There are three main classifications of Solitary bees based on how they make their nests; carpenter bees, mining bees and cavity nesters. It is the cavity bees, which include stem nesters, mason bees, leaf cutter bees and carder bees that nesting sites can be provided for. Dragonfli offers a comprehensive range of solitary bee nesting habitats,  seeds and plants for solitary bees to help reverse the decline of these efficient and valuable pollinators.


                                 Solitary bee using a habitat               A leaf cutter bee moving into a tube

The most common cavity nesters in the UK are two of the species of mason bee, the red mason bee ( Osmia bicornis or rufa ) and the blue mason bee (Osmia caerulesans).  Both of these will readily take up residence in a bee hotel, along with a number of the members of the leaf cutter ( Megachilidae ) family. If you are an allotment gardener , establishing a bee hotel on your plot would be of great benefit. Leaf cutter bees in particular are specialists in pollinating beans and other legumes. Red mason bees are very early fliers for pollinating trees and plants.

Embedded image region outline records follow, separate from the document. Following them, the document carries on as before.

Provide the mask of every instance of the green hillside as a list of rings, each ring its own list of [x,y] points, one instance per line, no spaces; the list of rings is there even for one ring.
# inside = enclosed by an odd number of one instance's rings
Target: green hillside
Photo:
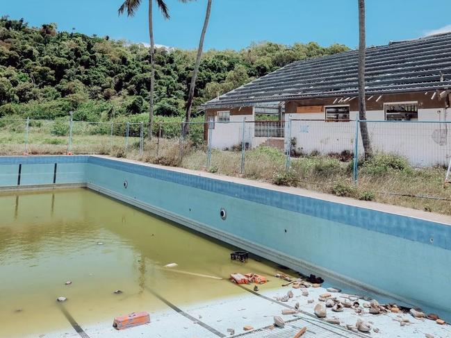
[[[208,51],[200,66],[195,111],[218,94],[294,60],[347,49],[315,42],[263,42],[241,51]],[[181,119],[195,58],[195,51],[157,49],[155,114],[160,119]],[[147,121],[149,67],[142,44],[58,31],[54,24],[30,27],[23,19],[3,17],[0,117],[53,119],[66,118],[72,110],[76,120]]]

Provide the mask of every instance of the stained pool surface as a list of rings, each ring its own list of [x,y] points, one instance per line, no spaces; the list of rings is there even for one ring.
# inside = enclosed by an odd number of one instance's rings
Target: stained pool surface
[[[70,327],[65,310],[112,323],[165,306],[156,294],[178,305],[236,295],[231,273],[275,269],[253,259],[244,267],[230,260],[234,248],[86,189],[2,193],[0,215],[1,337]]]

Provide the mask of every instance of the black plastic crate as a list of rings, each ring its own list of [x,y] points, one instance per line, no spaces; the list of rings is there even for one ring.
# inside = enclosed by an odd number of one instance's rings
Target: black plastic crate
[[[246,251],[235,251],[230,254],[230,259],[232,260],[239,260],[245,262],[249,258],[249,253]]]

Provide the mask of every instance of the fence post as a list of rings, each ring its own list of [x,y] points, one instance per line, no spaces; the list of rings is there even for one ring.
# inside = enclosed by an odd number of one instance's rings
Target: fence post
[[[69,122],[69,142],[67,144],[67,155],[72,155],[72,128],[74,126],[74,112],[69,112],[70,121]]]
[[[161,122],[160,122],[160,127],[158,128],[158,140],[156,142],[156,157],[158,157],[158,153],[160,152],[160,139],[161,138]]]
[[[114,126],[114,122],[111,122],[111,128],[110,130],[110,147],[113,149],[113,128]]]
[[[290,170],[291,167],[291,119],[288,117],[288,126],[287,134],[288,140],[286,141],[286,163],[285,169],[288,171]]]
[[[129,149],[129,133],[130,132],[130,122],[127,122],[125,125],[125,152],[127,152]]]
[[[26,118],[26,124],[25,125],[25,153],[24,155],[28,154],[28,130],[30,128],[30,117]]]
[[[208,146],[207,146],[207,152],[206,152],[206,167],[207,169],[210,168],[211,165],[211,138],[213,134],[213,117],[210,117],[208,121]]]
[[[140,124],[140,155],[142,155],[142,149],[144,148],[144,122]]]
[[[352,168],[354,174],[354,183],[357,183],[357,179],[359,177],[359,125],[360,124],[360,120],[359,117],[356,119],[356,135],[355,140],[354,142],[354,166]]]
[[[245,140],[246,130],[246,118],[243,119],[243,140],[241,142],[241,174],[245,173],[245,155],[246,154],[246,142]]]

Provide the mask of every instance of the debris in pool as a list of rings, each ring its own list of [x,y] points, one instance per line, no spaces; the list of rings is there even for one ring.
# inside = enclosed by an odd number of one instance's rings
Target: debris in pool
[[[274,316],[274,325],[278,328],[284,328],[285,326],[285,321],[279,316]]]
[[[230,254],[231,260],[238,260],[243,263],[246,262],[249,258],[249,253],[246,251],[235,251]]]
[[[140,325],[148,324],[149,323],[150,323],[149,312],[132,312],[126,316],[115,317],[113,327],[116,330],[124,330]]]

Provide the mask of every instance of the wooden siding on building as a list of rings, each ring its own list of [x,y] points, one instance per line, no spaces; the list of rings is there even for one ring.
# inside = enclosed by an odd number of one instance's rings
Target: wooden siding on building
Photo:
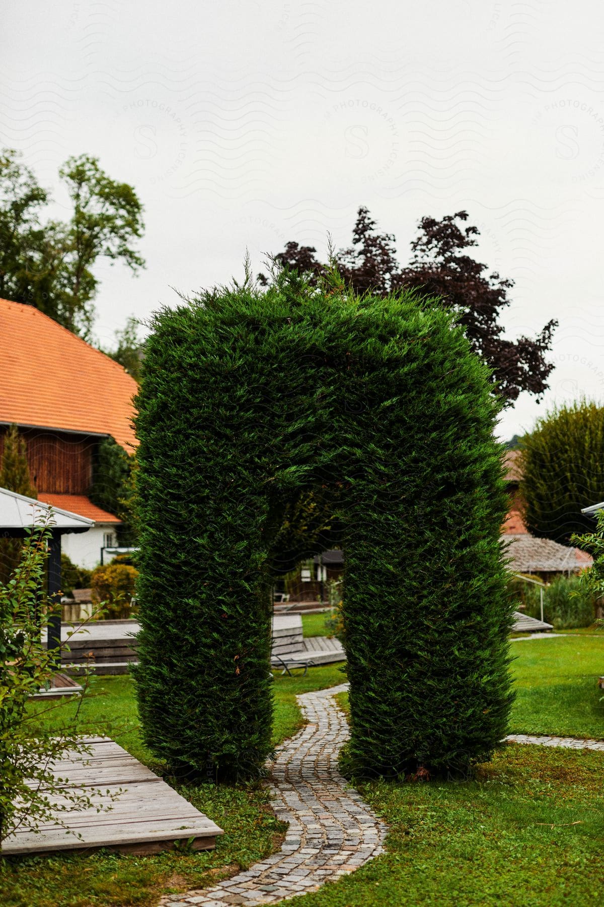
[[[6,425],[0,425],[0,457]],[[38,492],[88,494],[100,438],[91,434],[19,428],[25,439],[27,463]]]

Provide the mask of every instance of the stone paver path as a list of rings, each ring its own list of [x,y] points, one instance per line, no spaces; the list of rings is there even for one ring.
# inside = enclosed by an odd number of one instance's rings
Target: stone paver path
[[[333,696],[347,688],[297,697],[308,724],[285,742],[271,775],[274,812],[289,822],[281,851],[213,888],[163,898],[162,907],[274,903],[316,891],[383,853],[386,825],[338,772],[349,731]]]
[[[530,734],[508,734],[504,739],[510,743],[532,743],[539,746],[564,746],[567,749],[596,749],[604,753],[604,740],[591,740],[589,737],[548,737],[532,736]]]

Life cycles of Solitary bees are broadly similar , in that the female will find a suitable cavity. If she is a mason bee, she may use mud to adjust the internal dimensions and if a leaf cutter she will line the nest cavity with leaf pieces cut from local bushes ( roses are a favourite ). She will then start provisioning with pollen, and once she has enough ( each egg requires about 250mg of pollen ), she will lay an egg, then seal the nest chamber. Mason bees use mud for this; leafcutters just lining from another part of the cavity with a leaf segment. The egg will hatch  and the tiny 1.5mm long larvae will start to eat its way through the pollen, growing in size. This is where it gets complicated with some species ( the early emerging bees ), the larvae pupate in late summer and over winter as fully developed adults wrapped up in a protective cocoon. Other species, that fly later in the year, overwinter as larvae and complete their development in  early summer the following year.